Water, sanitation and human settlements, the three issues you are focusing on at this session, also amply illustrate the links between the two summits. Improvements in these areas are important goals in and of themselves. These are basic needs -- and matters of simple human dignity. But they are also essential for reaching the other Millennium Development Goals.

Without conservation and proper management of water resources, food production could plummet, jeopardizing our ability to halve the proportion of people who suffer from hunger.

Without clean water and adequate sanitation, we will continue to see almost 2 million people, most of them children, die every year from preventable disease.

Without convenient access to water, girls will find little respite from spending hours per day fetching water, and will have little time and energy for education.

And if we cannot relieve the squalor of slum life, while building affordable housing in liveable communities for the many millions more people who crowd into cities each year, those cities will become even more entrenched as hubs of poverty, disease, and environmental degradation.

Some have described the Millennium Development Goals as utopian.
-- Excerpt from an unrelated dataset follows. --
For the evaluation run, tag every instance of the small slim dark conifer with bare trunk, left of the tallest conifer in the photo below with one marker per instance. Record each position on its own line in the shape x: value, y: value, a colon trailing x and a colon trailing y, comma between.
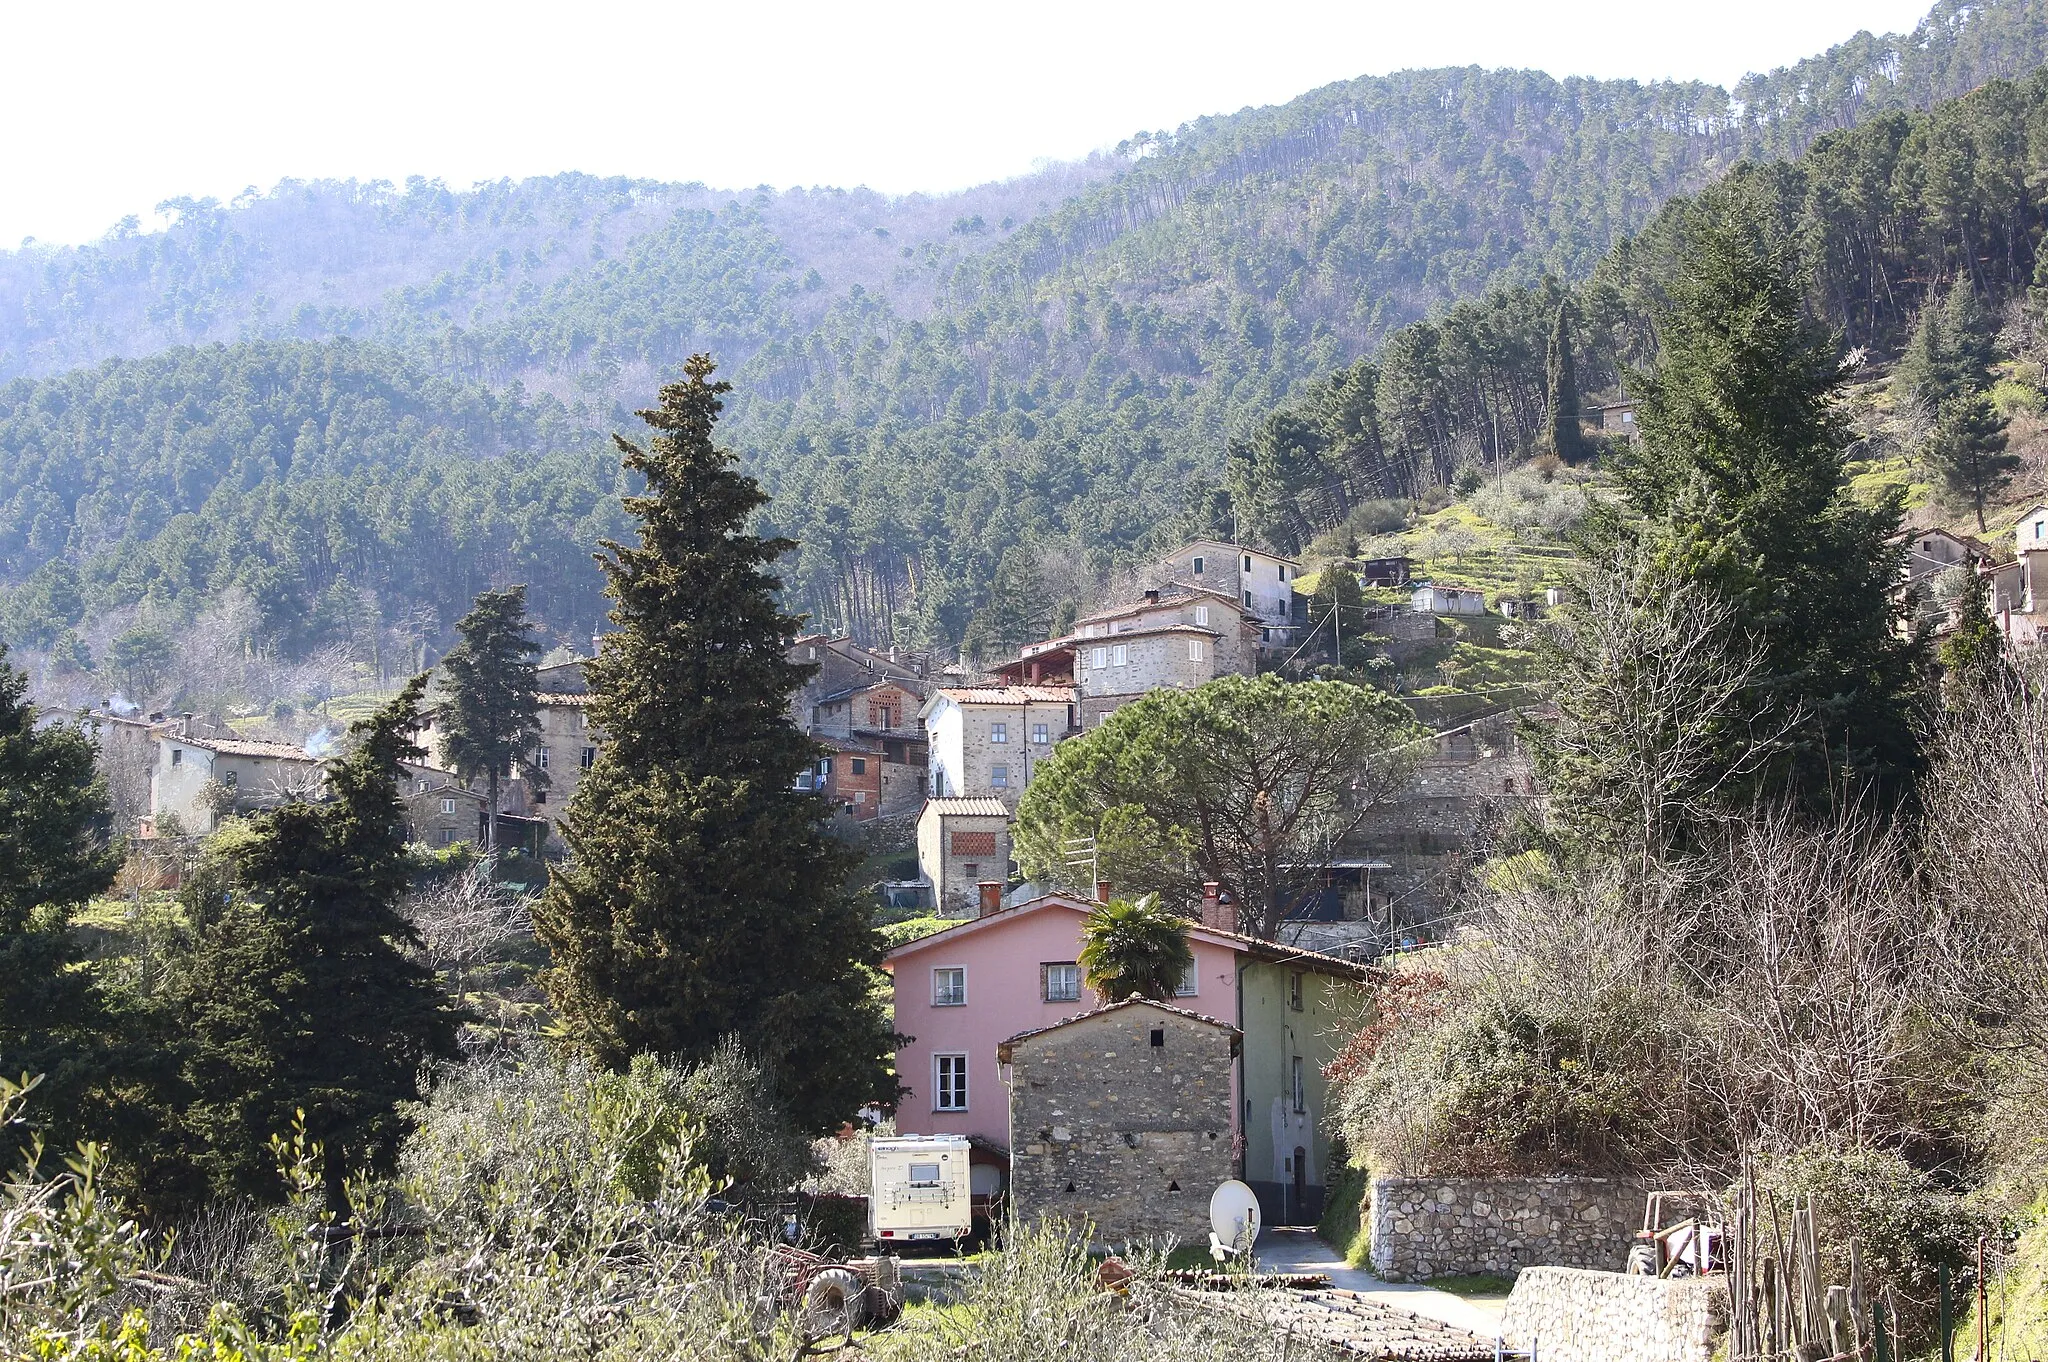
x: 490, y: 716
Progress towards them has been far from uniform. While East Asia and South Asia have seen major improvements, many nations are lagging behind, especially in Africa. Yet, the fact remains that all countries can meet these goals. Many developing countries, including in Africa, have made big strides in the fight against HIV/AIDS or in educating children, for example.

With smart policies and affordable technologies, and with the right mix of local action and international support, success is possible.

The report of the Millennium Project has given us a range of proposals. The Secretary-General’s own report drew on that work, and has set out wide-ranging proposals not only on the main challenges of sustainability, but also for integrating them within the broad development agenda.

The stage is set for Member States to act. Time is of the essence. The Millennium Ecosystem Assessment released last month makes all too clear that we have not yet come to grips with many of the impacts that our activities are having on the life-support and other vital services provided by the Earth’s ecosystems and resources.

This Commission can help guide us to policies and practices that will help us chart a new, more sustainable course. I look forward to the contributions you will make to this year of change and renewal for the international system and for our United Nations.